|Still from Kwaidan, this shows the Woman in White and the woodcutter|
d. Masaki Kobayashi
Criterion Collection #90
This film is a compilation of four traditional Japanese ghost stories adapted for the big screen. The source material are the writings of Lafcadio Hearn, a folklorist of Greek-Irish ancestry who emigrated to the United States and then moved to Japan n 1869. There he adopted a Japanese name and became a citizen. Each of the four tales centers around ghostly visitations.
The first story "The Black Hair" is about a Samurai who leaves his wife in Kyoto because he can't make ends meet. His second wife is a wealthy noblewoman, but he tires of her and returns to Kyoto where he experiences a full reconciliation with wife number one only to find upon waking up the next morning that she is a corpse.
|This is another still from the film Kwaidan and it's quite easy to see here how the director makes his stills look like paintings.|
The second episode, "The Woman In White" concerns a hunter who sees a ghostly woman take the spirit of his friend when they are marrooned in the wilderness during a snow storm. The spirit spares his life but makes him promise never to tell anyone about his experience. Ten years later, he is happily married with three kids, when he tells his wife the story after thinking that she resembles the Woman in White. As it turns out, he's married to the Woman in White and she is pissed off that he broke his promise.
Hoichi the earless is about a talented blind musician who lives in a monastery. One night he is visited by a spirit who summons him to serenade the spirits of a deceased royal lineage, in a grave yard. When the temple priest finds out they explain that he needs to resist their calls the next time the spirit shows up, and they inscribe him with sacred text to make him invisible to the spirit...only they forgot the ears.

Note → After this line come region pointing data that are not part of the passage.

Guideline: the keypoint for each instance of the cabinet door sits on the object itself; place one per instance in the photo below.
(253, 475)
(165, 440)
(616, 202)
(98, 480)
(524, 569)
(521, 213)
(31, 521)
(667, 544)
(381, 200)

You can guess the rest.
Although the narrative is not particularly moving, the director uses color like a painter, and it is hard not to stop the film just to appreciate the cinematography as one would a painting in a museum. Unfortunately, Kwaidan is almost three hours long and it is a slow, slow, slow three hours. I'm not saying I didn't appreciate it the film, but it took me three days to finish it up- watching one hour a day.
The Criterion Collection has already been a brief education in Japanese cinema with literally dozens of films left to go. I can't say that I've ever been interested in the subject of Japanese cinema but it appears that the Criterion Collection has decided that yes, I am interested in Japanese cinema.